The Dunkirk-Fredonia Steelers hockey team came into the postseason looking to start another magical run to win their third state title in just four years.

After it was all said and done, the Steelers will have to wait one more year to take another crack at it.

Chiefs’ forward Paul Fitzgerald with two seconds left in regulation to tie the game and then teammate Carl Wawrayniak scored the double-overtime winner to top off their comeback to beat the Steelers, 6-5 on Monday at Steele Hall Ice Arena.

After splitting the regular season with Iroquois-Alden (No. 5 seed), Dunkirk-Fredonia (No. 4 seed) knew they would have their hands full for this one.

“We just made a couple of mental errors,” said Steelers’ head coach Mark Taylor. “We got tired and (Iroquois-Alden) had the mental toughness to come back.”

OBSERVER Photo by Ron Szot Pictured above, Dunkirk-Fredonia Steelers’ Jared Glowniak (left) celebrates with his teammate Shaun McGinty after McGinty scored on a breakaway goal during a hockey game on Monday at Steele Hall Ice Arena.

Even though the Steelers controlled the pace of play for much of the night, it wasn’t easy sledding right off the bat.

In fact, it was only 50 seconds in when Iroquois-Alden’s Paul Fitzgerald scored off of a rebound to give the Chiefs the very early 1-0 lead.

It didn’t get better for the Steelers either as they went short handed and Iroquois-Alden capitalized on the power play with a shot from the blue line by Dylan Giancarlo, making it 2-0.

“Getting pucks on net was the gameplan from the start — we just didn’t execute early on,” said Taylor.

The Steelers, however, continued to apply pressure in the offensive zone. They got rewarded late in the first period as Alexander Paluch tapped in a shot from the point by Jim Rush IV after it squeaked through the Chief’s goaltender.

This gave the Steelers life, cutting the score to 2-1 heading into the second period.

Early in the second period the Steelers were able to even the score up on a breakaway goal from Shaun McGinty. After that, Michael Norton took the puck off the faceoff and scored on a nifty backhanded shot to give the Steelers their first lead of the night at 3-2.

Adjustments were made, and there’s no doubt Dunkirk-Fredonia was applying all the pressure.

“We were able to put more pressure on them,” said Taylor of the Steelers’ second period turn around. “We skated a little harder, got more pucks to the net and were able to crash the net for some rebounds.”

The Chiefs rebounded just a minute later tying the score at 3-3, but Michael Persch was able to let a shot go from the point that trickled in to give the Steelers a 4-3 lead going into the third period.

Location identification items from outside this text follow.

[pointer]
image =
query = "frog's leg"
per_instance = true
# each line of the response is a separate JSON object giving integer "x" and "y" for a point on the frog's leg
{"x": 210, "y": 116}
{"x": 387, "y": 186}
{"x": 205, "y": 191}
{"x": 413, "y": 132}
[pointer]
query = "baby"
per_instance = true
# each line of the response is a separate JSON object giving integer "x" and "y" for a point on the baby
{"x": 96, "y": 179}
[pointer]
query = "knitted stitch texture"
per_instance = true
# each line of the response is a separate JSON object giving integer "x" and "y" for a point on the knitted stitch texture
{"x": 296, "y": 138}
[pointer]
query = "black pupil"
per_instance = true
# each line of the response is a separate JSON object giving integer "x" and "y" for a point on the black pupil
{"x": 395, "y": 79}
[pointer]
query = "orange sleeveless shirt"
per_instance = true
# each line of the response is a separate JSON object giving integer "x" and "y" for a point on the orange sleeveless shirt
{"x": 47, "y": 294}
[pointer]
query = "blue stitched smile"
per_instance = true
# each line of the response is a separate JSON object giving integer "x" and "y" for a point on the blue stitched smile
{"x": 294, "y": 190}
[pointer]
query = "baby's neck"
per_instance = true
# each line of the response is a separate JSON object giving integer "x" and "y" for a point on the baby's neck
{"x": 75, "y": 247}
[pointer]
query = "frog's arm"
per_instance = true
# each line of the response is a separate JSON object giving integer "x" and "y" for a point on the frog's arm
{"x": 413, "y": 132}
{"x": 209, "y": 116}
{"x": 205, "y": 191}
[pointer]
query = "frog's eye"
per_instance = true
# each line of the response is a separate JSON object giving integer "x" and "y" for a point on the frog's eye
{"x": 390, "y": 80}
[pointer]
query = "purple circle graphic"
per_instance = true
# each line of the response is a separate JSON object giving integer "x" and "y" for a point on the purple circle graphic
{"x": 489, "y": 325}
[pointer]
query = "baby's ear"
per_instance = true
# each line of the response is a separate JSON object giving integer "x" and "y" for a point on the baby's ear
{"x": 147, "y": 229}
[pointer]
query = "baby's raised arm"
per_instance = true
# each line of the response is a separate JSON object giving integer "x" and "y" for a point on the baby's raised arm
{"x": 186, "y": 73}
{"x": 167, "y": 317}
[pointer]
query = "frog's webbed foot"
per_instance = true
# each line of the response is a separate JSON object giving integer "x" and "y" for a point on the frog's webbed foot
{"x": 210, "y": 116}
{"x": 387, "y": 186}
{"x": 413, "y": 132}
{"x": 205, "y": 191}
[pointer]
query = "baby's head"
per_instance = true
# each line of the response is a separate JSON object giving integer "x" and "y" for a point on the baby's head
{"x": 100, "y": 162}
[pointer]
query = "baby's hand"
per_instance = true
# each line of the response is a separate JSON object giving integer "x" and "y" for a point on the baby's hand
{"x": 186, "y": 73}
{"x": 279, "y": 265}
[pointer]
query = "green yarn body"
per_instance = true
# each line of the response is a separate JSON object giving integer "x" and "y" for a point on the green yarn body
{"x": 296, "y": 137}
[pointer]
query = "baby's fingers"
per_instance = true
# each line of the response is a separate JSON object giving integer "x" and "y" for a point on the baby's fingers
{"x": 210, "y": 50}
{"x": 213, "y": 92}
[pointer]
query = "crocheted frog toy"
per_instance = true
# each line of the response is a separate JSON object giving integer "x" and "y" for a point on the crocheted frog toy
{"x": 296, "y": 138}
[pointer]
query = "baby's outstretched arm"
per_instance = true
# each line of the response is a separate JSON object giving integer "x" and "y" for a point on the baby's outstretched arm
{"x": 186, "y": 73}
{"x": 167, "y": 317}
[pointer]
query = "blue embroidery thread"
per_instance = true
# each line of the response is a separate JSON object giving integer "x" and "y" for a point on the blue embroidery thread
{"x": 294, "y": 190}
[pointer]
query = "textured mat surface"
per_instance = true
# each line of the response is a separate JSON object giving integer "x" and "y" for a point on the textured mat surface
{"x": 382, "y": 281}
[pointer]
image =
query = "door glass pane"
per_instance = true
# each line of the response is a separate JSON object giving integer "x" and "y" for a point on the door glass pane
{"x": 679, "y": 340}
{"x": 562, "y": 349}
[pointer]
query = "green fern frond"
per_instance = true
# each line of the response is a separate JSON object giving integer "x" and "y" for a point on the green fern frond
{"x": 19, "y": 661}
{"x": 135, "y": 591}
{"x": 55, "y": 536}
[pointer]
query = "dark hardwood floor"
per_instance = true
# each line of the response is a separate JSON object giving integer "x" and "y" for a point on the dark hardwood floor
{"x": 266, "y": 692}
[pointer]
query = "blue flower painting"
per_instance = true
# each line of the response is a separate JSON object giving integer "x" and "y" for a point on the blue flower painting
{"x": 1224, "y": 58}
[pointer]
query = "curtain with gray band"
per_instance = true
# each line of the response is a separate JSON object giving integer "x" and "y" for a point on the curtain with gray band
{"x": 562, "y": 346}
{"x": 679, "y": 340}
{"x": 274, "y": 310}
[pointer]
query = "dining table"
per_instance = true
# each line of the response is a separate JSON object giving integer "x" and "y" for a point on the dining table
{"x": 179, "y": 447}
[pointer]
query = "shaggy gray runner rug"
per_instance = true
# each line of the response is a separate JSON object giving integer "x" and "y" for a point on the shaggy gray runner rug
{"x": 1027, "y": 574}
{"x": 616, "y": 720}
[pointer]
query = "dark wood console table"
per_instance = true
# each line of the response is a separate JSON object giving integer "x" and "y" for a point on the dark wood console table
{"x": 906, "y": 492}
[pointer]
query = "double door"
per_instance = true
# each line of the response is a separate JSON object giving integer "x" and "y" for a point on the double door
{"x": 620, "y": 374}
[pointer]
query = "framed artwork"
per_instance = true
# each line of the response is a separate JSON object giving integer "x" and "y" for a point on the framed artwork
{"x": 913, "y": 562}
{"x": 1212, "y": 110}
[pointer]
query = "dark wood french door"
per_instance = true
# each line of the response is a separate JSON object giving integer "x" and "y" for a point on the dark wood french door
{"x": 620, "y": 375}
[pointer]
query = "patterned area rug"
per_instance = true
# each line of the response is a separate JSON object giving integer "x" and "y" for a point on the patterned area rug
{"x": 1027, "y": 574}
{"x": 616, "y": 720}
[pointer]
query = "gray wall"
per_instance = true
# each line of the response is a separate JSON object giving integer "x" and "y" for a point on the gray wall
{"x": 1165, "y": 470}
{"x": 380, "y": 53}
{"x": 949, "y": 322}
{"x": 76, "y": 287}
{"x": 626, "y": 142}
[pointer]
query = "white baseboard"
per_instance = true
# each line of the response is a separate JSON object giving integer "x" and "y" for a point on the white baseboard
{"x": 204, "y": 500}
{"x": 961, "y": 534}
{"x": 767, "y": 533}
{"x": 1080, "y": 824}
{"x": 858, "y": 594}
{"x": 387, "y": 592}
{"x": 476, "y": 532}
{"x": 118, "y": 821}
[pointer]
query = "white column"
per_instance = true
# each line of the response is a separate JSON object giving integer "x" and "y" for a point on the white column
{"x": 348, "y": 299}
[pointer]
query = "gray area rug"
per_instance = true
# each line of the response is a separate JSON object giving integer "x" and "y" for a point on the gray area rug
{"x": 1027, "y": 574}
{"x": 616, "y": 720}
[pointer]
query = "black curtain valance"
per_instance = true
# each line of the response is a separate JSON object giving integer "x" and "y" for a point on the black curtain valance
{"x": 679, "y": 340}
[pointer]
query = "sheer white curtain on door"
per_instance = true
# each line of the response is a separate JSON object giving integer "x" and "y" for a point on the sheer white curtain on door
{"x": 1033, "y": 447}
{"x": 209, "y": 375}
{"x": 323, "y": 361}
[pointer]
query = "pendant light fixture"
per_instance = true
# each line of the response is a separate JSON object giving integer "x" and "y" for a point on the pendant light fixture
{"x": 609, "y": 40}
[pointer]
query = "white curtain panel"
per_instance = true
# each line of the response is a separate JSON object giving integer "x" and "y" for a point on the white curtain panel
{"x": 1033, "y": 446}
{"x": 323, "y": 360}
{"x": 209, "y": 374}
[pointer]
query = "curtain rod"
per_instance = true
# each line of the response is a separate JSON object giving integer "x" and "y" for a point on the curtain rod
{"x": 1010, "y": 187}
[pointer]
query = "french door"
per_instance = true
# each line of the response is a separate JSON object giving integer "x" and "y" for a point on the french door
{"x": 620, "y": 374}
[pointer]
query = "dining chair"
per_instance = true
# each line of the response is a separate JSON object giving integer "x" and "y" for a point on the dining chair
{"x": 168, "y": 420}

After committing an astounding nine penalties on the night, the Steelers found themselves on the penalty kill yet again late in the third period.

However, a great effort by Zachary Korzeniewski netted the Steelers a short handed goal and a 5-3 lead with less than four minutes to play.

But 30 seconds later, the Chiefs’ defenseman Cole Miller let a slapper go to cut back into the Steelers’ lead.

“We have a young team,” said Taylor. “A couple of mental errors and not getting the puck out — they took advantage and we didn’t.”

While Iroquois-Alden was pressuring with under a minute left, Miller then took a penalty to leave his team short handed, stacking all the odds against the Chiefs.

But a mad rush down the ice with less than 10 seconds left got the Chiefs’ Fitzgerald open on goal for a rebound to tie the game and send it into overtime.

It was heartbreak for the Steelers.

“All of these freshmen and sophomores got a ton of experience this season,” said Taylor. “I thought all of these guys learned a lot of lessons during this playoff game.”

The Steelers finished the year with a record of 5-8-3-2 and while the ending to this season does hurt, there’s plenty to look forward to for this program.

“We only had three senior skaters and four juniors,” said Taylor. “The rest are all freshmen and sophomores. We’ll have a lot of experience coming back next season.”